Do your veggies need a little pep? If you’re as laid back in the kitchen as I am, you don’t want to have to go to great lengths to make a healthy meal. One of the easiest ways to fix your veggies is through a technique called blanching. With less equipment and time that it takes to steam, blanching provides all the nutritional value with a super fresh taste.
So how does it work? Whether you’re a novice in the kitchen or want to explore preparing your favorite vegetables in a new way, blanching is a pretty simple process. Essentially, all it takes is quickly boiling and then chilling your desired food. You dunk chopped raw vegetables in boiling water, remove and strain after a few minutes, and then swiftly submerge in an ice bath.
This method cooks the vegetables just enough to make them easier to digest, but not too much the way sautéing in oil or roasting can. Soggy brussels sprouts or mushy broccoli? No thanks! Blanched vegetables have a much snappier, crisper quality and can be served plain or drizzled with olive oil to create a flavorful, nutritionally dense dish.
The beauty of blanching is that it only takes about 10 minutes. All you have to do is bring a pot of water to a boil, toss in your chopped vegetables of choice, let cook for 3-4 minutes depending on the girth of the vegetable, and then transfer into cold water/ice bath for another 3 minutes.

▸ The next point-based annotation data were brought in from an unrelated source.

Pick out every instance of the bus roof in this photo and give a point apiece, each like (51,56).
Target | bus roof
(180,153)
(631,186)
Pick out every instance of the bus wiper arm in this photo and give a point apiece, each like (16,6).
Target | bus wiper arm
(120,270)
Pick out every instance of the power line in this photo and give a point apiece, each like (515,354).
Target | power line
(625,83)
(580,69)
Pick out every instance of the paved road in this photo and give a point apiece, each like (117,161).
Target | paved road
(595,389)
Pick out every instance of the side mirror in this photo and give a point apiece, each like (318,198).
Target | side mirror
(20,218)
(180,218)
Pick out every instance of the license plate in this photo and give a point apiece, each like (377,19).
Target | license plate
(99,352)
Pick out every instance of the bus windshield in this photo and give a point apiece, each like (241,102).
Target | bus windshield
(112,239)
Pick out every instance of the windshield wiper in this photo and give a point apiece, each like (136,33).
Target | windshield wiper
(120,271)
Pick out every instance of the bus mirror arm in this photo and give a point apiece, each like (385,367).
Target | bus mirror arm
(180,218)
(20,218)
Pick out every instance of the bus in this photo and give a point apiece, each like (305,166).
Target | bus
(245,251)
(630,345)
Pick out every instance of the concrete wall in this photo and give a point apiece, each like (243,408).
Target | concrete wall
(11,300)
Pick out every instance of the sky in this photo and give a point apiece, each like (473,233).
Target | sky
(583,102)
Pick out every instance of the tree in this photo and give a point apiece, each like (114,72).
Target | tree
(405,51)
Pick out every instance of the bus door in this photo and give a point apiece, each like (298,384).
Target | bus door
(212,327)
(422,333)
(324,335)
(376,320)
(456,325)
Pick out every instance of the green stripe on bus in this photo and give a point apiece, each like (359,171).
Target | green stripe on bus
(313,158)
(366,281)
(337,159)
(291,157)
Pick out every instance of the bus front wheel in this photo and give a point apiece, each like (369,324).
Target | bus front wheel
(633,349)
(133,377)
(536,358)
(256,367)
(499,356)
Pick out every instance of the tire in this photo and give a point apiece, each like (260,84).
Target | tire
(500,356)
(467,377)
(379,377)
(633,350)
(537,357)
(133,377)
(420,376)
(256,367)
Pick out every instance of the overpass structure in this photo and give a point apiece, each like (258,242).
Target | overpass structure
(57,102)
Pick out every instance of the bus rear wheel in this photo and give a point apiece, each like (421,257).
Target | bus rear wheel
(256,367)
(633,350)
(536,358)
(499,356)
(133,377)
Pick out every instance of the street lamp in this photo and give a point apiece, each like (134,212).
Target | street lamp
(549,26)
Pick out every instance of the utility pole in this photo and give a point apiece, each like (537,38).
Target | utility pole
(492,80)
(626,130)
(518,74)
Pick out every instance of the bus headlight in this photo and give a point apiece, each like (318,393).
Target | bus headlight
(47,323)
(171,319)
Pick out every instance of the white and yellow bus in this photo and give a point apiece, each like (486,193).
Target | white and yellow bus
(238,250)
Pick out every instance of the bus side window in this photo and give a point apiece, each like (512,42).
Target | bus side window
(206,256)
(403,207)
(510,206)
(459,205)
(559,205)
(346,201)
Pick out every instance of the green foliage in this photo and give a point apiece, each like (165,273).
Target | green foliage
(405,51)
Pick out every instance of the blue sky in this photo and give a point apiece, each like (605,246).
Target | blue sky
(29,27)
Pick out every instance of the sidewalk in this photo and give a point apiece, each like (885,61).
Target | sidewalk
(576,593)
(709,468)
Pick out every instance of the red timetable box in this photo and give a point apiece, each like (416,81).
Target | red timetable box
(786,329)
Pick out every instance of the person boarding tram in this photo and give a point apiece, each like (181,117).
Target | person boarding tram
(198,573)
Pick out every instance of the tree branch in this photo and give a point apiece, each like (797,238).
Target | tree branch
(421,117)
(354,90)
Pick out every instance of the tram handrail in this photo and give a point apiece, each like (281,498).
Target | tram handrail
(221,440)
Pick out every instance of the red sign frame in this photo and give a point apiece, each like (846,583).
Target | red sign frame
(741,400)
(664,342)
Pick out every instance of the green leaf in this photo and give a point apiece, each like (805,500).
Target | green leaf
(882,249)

This step of transferring the vegetables into cold water is what stops the cooking process dead in its tracks leaving you with veggies that retain their firm cellular membrane instead of turning into a sloppy mush.
I tend to blanch things that would take longer to steam, and veggies I wouldn’t dare eat raw. Not sure what to blanch? Some popular items are asparagus, cauliflower, broccoli, mushrooms, and peas. My favorite thing to do is play around with different homemade dressings and simple vinaigrettes on bountiful, blanched, veggie-filled dinners.
If you’re feeling a little frisky and baking with a recipe that calls for nut flour, blanching is a great way to remove the skins and outer shells of nuts and seeds. Be careful not to overdo the boiling if using pistachios and/or almonds; they only need to sit in the boiling water for 60 seconds before transferring to ice water. Blanching makes it easy to pop nuts out of their shells for a variety of recipes.
As long as you don’t over-boil your vegetables, you kind of can’t go wrong with blanching. Give it a try with your next simple weeknight dinner. You might even find that once you blanch, you can’t go back!